Eligibility Criteria
Ages Eligible for Study
No older than 74 years (Child, Adult, Older Adult)
Accepts Healthy Volunteers
No
Genders Eligible for Study
All
Description
Inclusion Criteria:
- Must be <75 years old with no 7/8 or 8/8 HLA-matched sibling donor
- One or more potential related mismatched donors (e.g. biologic parent (s) or siblings (full or half) or children). Low resolution using DNA based typing at HLA-A, -B and -DRB1 for potential haploidentical donors is required.
All diseases listed below are advanced hematologic malignancies not curable by conventional chemotherapy. Responses to conventional treatment range from zero to 30% but are typically short lived.
- Acute Lymphoblastic Leukemia (ALL) in first complete remission (CR1) that is NOT considered favorable-risk.
- Acute Myelogenous Leukemia (AML) in first complete remission (CR1) that is NOT considered as favorable-risk.

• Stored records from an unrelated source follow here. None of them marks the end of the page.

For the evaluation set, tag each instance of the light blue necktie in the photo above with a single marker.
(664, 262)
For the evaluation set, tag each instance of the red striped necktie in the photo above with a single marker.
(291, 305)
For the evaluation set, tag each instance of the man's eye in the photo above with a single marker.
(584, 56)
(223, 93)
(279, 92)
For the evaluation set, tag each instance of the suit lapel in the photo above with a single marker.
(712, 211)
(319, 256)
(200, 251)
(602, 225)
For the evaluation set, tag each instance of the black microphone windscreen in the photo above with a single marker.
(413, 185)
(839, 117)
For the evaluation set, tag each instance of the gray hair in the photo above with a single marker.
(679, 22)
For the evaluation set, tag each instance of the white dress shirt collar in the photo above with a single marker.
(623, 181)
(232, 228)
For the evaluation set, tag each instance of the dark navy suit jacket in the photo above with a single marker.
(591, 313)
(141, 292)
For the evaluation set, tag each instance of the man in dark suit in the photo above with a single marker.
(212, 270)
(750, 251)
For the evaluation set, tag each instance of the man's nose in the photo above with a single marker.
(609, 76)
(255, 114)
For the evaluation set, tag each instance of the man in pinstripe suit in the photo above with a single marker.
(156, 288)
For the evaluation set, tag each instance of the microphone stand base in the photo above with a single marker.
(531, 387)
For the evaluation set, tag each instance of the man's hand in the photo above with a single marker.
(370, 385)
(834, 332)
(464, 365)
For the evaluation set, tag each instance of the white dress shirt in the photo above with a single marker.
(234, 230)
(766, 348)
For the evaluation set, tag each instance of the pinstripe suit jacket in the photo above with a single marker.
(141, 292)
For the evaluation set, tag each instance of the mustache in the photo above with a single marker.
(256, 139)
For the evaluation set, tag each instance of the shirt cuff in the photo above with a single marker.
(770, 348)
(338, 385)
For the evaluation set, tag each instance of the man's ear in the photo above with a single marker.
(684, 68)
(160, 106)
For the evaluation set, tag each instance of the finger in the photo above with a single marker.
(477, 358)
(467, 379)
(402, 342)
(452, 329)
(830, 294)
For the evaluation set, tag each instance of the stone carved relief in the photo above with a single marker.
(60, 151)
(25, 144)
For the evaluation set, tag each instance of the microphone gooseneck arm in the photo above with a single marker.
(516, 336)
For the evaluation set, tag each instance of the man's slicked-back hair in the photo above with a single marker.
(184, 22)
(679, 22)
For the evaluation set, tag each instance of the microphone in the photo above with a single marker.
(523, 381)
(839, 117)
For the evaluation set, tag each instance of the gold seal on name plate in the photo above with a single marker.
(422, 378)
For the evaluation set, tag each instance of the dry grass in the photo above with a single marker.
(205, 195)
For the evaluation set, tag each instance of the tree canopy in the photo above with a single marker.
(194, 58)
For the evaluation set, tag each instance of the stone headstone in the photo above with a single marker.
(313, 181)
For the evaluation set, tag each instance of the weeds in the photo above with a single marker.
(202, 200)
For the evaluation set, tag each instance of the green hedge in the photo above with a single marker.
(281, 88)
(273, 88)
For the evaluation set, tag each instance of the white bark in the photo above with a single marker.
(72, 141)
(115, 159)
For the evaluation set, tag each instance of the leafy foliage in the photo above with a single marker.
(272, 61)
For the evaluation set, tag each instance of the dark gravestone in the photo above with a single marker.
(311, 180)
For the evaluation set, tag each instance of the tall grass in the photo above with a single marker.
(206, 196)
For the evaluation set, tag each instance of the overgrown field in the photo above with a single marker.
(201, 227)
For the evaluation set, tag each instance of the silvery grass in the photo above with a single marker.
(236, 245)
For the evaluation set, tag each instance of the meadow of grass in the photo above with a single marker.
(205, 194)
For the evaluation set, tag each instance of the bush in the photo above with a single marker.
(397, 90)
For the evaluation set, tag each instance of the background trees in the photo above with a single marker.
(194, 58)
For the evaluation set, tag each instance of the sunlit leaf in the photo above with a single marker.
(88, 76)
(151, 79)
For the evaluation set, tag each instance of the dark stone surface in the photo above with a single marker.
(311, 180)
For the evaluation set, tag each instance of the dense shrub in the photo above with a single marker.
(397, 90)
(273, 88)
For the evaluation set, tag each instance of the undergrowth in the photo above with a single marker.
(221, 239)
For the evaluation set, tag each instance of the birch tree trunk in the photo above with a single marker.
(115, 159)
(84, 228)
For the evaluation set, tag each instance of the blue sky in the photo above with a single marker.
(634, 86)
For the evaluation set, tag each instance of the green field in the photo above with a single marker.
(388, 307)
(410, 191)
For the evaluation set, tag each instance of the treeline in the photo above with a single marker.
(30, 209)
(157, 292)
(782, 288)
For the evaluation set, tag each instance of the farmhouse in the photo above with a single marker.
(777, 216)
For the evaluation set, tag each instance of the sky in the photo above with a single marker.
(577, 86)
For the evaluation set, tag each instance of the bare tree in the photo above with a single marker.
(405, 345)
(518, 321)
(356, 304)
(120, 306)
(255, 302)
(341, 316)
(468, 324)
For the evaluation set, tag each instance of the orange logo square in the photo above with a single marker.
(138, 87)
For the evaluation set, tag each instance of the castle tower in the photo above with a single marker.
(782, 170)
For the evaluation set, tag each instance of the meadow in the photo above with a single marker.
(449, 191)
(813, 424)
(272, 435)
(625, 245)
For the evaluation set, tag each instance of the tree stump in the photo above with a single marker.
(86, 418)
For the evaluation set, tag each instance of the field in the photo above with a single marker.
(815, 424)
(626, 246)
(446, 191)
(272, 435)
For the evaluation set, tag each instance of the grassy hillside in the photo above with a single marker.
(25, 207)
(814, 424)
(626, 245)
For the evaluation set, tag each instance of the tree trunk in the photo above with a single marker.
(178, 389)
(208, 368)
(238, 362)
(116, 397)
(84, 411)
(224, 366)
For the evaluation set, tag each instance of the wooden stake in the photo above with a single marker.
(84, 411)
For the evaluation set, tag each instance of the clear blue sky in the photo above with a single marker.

- Acute Leukemias in 2nd or subsequent CR
- Biphenotypic/Undifferentiated/Prolymphocytic Leukemias in first or subsequent CR, adult T-cell leukemia/lymphoma in first or subsequent CR
- Burkitt's lymphoma in CR2 or subsequent CR
- Natural killer cell malignancies after response to initial therapy
- Chronic myelogenous leukemia: all types except refractory blast crisis.
- Large-cell lymphoma, Hodgkin lymphoma and multiple myeloma with chemotherapy sensitive disease that has failed or patients who are ineligible for an autologous transplant.
- Chronic lymphocytic leukemia/small lymphocytic lymphoma (CLL/SLL), marginal zone B-cell lymphoma, follicular lymphoma, which have progressed within 12 months of achieving a partial or complete remission.
- Lymphoplasmacytic lymphoma, mantle-cell lymphoma, prolymphocytic leukemia are eligible after initial therapy if chemotherapy sensitive.
- Refractory leukemia or MDS These patients may be taken to transplant in aplasia after induction or re-induction chemotherapy or radiolabeled antibody.
- Bone marrow failure syndromes, except for Fanconi Anemia
- Myeloproliferative syndromes
Adequate organ function is defined as:
- Cardiac: Absence of decompensated congestive heart failure, or uncontrolled arrhythmia and left ventricular ejection fraction > 35%. For children that are not able to cooperate with multigated acquisition scan (MUGA) and echocardiography, such should be clearly stated in the physician's note
- Pulmonary: Diffusing capacity of lung for carbon monoxide (DLCO) > 30% predicted, and absence of O2 requirements. For children that are not able to cooperate with pulmonary function tests (PFTs), a pulse oximetry with exercise should be attempted. If nether test can be obtained it should be clearly stated in the physician's note.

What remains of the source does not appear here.